A Post-Postscript . . . My Learning Ecosystem November 15, 2009Posted by IaninSheffield in CPD, TELIC.
Tags: learning, pln, TELIC
A postscript to my last post . . . does that make it a postpostscript?
I wanted to create an interactive online version . . . truly I did! One that I could keep up to date as things change (and as I think of things which should have been there in the first place!) and one which permitted some degree of interactivity for the viewer (zoom, rearrangement of nodes etc), but in the end I ran up against a time imperative for the course I’m on and in the end that was that.
So here it is My response to a request to create a diagram of what a learning environment looks like. I decided to personalise it because learning environments are . . . personal; different for each person. Oh sure commercial, institutional LE’s or CMS’s are largely set up and you takes what you gets. But the learning environment you access as a student on a course (or you use to support your students) is only part of the larger environment which nourishes your learning. I’ve chosen the term ‘ecosystem’ in preference to environment for reasons given towards the end of the last post to reflect the greater complexity that constitutes a personal learning space.
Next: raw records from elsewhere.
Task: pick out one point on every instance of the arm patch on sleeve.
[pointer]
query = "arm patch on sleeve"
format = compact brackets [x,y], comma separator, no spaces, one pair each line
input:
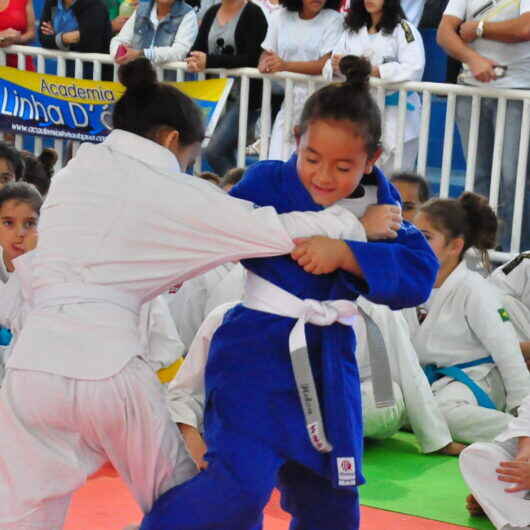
[505,317]
[409,36]
[515,262]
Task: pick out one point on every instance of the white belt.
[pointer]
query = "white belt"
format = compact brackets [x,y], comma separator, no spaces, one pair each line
[79,293]
[262,295]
My first thought was that my learning ecosystem has two distinct communities: the online and offline. Each of these is composed of various populations and/or individuals with which I interact. However the relationship between us is often a two-way pathway – I learn from them and in some instances, I help them to learn. The red and green arrows indicate the direction of that knowledge transfer and the relative sizes of the arrows suggests whether I’m a net giver or receiver along that pathway. Some of the pathways are many-to-one paths, whilst others are one-to-one (actually one-to-many in the wider context beyond my ecosystem) and in a few instances (my Blog and Flickr) are one-to-many. Some populations are composed of several individuals as in the RSS feeds, whilst others are complex, interwoven networks like Twitter.
The crucial element arising from this ecosystem is the richness brought by drawing from eclectic sources. We also have to recognise that this is simply a snapshot in time; in six months time my ecosystem may look very different, adapting to meet changing demands . . . just like a real ecosystem?